Life has always been a party for Jimmy Wang Yang. He lived out his childhood fantasies in the squared circle from the moment he graduated high school, travelling the world as a member of the WCW and WWE rosters. Today, he’s keeping the party going with a unique business venture — Jimmy’s Redneck Party Bus, a Cincinnati-based celebration on four wheels.

It may sound like an unexpected career turn for the man born James Yun, but the truth is that everything about his career has been unexpected. He can trace his beginnings back to a Halloween night in suburban Georgia. A die-hard wrestling fan, Yun had heard that WCW star Diamond Dallas Page lived in the area and hatched a simple plan to meet him.

“We went to every house until we found DDP,” he said with a laugh. “He was really cool. He was so much cooler than I would have been to fans stalking my house.”

After getting a picture with the former WCW Champion, Yun told DDP that he was interested in becoming a wrestler. He didn’t expect the response he got from Page.

Classic photos | Current photos | Video highlights of Yang

“He said, ‘When you get old enough, come back and I’ll take you to the Power Plant.’ That’s when I thought it could actually happen. It really motivated me.”
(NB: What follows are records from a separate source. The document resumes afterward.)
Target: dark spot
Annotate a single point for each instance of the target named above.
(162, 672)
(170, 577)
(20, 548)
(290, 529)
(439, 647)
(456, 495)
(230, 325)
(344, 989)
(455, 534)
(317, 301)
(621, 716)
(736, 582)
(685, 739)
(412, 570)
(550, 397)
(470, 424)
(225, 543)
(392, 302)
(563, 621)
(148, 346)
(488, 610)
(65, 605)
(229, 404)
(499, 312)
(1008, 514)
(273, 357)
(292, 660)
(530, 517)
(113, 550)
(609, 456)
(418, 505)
Yun and his friends ended up heading back to DDP’s place on several occasions, once to help him put up Christmas lights. That connection helped the teenager get his foot in the door with WCW.

“I had my contract in June 1999, a week before I graduated high school,” Yun explained. “When [WCW officials] came and saw me, I was 17. They asked me if I was 18 and I totally lied. They liked me and wanted to sign me. I graduated and a week later, I was at the WCW Power Plant.”

The Power Plant, headed up by Sgt. Buddy Lee Parker and WWE Hall of Famer Paul Orndorff, had a reputation for being a tough facility to get into, let alone graduate from. Yun was in for a wake-up call when he got there.

“It was the hardest thing I’ve ever done in my life,” he said. “We’d do 500 squats and 300 pushups before lunch. We didn’t really learn about wrestling, we learned how to be the best athletes possible.”